It was a canny move. In effect, Bischoff was forcing McMahon to play an unwitting role in a WCW story line, a character employed against his will. And he succeeded in making the whole episode murkier by using a friendly Pittsburgh sportscaster named Mark Madden to float misleading information on a 900 phone recording that charged for “inside information.” Hall wasn’t working for WCW, “so what’s he doing here?” Madden wondered. (Merely referring to Hall by name was an innovation. Once, wrestlers hid behind the impenetrable walls of kayfabe. But since Bischoff couldn’t legally use the Razor Ramon name, he did away with their idea of stage names entirely. Scott Hall became Scott Hall. The more real things seemed, the better.)

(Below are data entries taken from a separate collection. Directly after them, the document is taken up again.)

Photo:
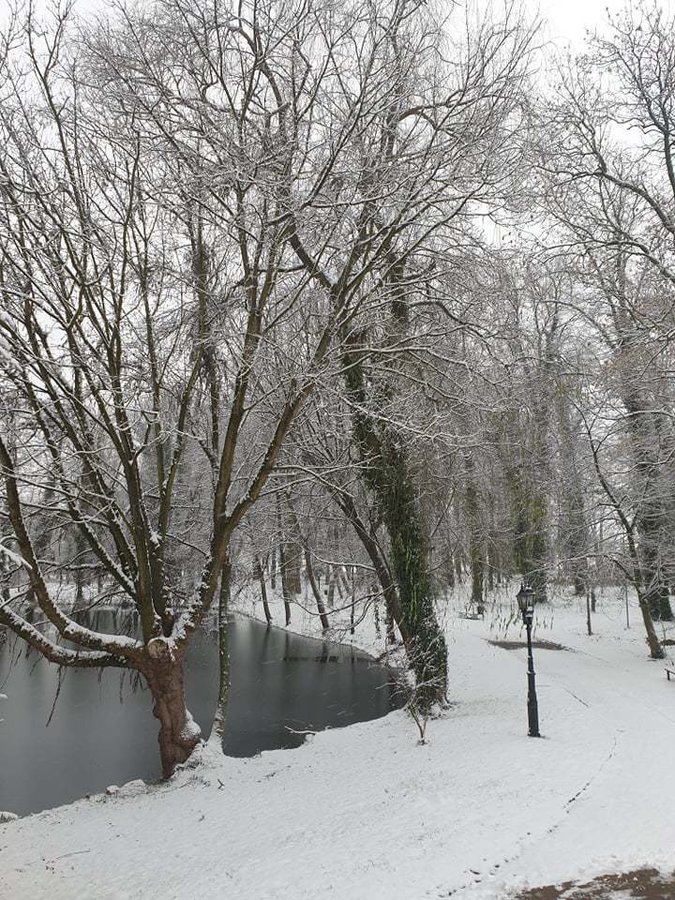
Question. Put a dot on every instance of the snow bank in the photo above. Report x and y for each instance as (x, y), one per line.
(364, 812)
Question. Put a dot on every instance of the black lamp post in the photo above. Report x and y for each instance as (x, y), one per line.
(525, 598)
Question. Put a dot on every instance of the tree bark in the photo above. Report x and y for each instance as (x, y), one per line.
(223, 652)
(179, 734)
(259, 574)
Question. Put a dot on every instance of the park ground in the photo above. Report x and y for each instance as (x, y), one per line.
(479, 812)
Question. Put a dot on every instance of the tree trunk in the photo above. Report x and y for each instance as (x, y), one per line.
(325, 624)
(223, 653)
(259, 574)
(179, 734)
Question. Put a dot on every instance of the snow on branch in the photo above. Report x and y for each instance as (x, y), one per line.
(14, 558)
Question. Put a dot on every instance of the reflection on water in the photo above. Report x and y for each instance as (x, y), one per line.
(102, 730)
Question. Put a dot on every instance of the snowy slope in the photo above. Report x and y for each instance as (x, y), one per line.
(365, 812)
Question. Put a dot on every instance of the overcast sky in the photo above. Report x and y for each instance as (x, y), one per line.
(566, 20)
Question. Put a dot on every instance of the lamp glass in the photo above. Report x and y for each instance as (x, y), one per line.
(524, 598)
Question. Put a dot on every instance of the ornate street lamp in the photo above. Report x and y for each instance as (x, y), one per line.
(525, 598)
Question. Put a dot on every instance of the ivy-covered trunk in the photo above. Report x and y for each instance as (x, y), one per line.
(423, 638)
(387, 473)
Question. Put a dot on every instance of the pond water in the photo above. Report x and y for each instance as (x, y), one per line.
(102, 730)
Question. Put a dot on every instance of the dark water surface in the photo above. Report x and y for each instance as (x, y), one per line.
(103, 732)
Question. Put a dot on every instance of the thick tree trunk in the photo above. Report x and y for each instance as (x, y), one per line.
(179, 734)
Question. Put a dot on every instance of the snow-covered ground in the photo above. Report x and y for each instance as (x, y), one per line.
(365, 812)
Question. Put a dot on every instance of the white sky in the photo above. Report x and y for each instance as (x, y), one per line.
(567, 20)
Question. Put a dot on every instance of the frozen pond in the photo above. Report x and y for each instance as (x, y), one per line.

McMahon was furious. It was one thing to steal Hogan, who hadn’t worked for the WWF for a year when he was hired at Turner, or snare past-their-prime acts like Randy Savage. It was another to take current performers and misrepresent them as still working for the WWF. He instructed aides to go undercover to WCW shows with cameras to film Hall and Nash performing, hoping to catch them using the trade-marked names Razor Ramon and Big Daddy Cool Diesel. (The performers didn’t have to; fans shouted the names for them.) When that didn’t work, he expanded the scope of his search, looking for evidence that Turner was forcing WCW’s shows down the throats of syndication affiliates by withholding his other program offerings until stations bought wrestling, an illegal practice known as
block booking
. When he couldn’t find any evidence of that either, he turned to his lawyers to find something he
could
sue for.

The result was a sweeping piece of litigation that alleged a kitchen sink of wrongs, from copyright infringement to tampering to defamation. Essentially, the WWF position was that any attack on it was illegal. It claimed that Turner interfered with its contracts by offering Hall and Nash a combined $4.5 million over three years. Acting as if there was something untoward instead of robustly competitive about airing
Nitro
on Monday nights, it accused WCW of trying to “dilute the viewership of the WWF.” It insisted that “TBS utilized
Nitro
as a vehicle to disparage, defame, and libel the WWF,” sidestepping the issue that the Billionaire Ted skits could be seen as doing much the same thing. It defended those skits as being part of the WWF’s “competitive strategy” to deal with “the unfair and anti-competitive tactics of WCW.” In other words, when McMahon skewered Turner it was David battling Goliath. When Turner used his checkbook to buy ratings, something that everyone in Hollywood tried to do, it was anticompetitive.

SHORTLY AFTER
Nash joined Hall on
Nitro
in early June, the WCW’s website and 900 lines began to plant the seed that a third ex-WWF wrestler would soon be joining the two-man invasion squad dubbed “the Outsiders.”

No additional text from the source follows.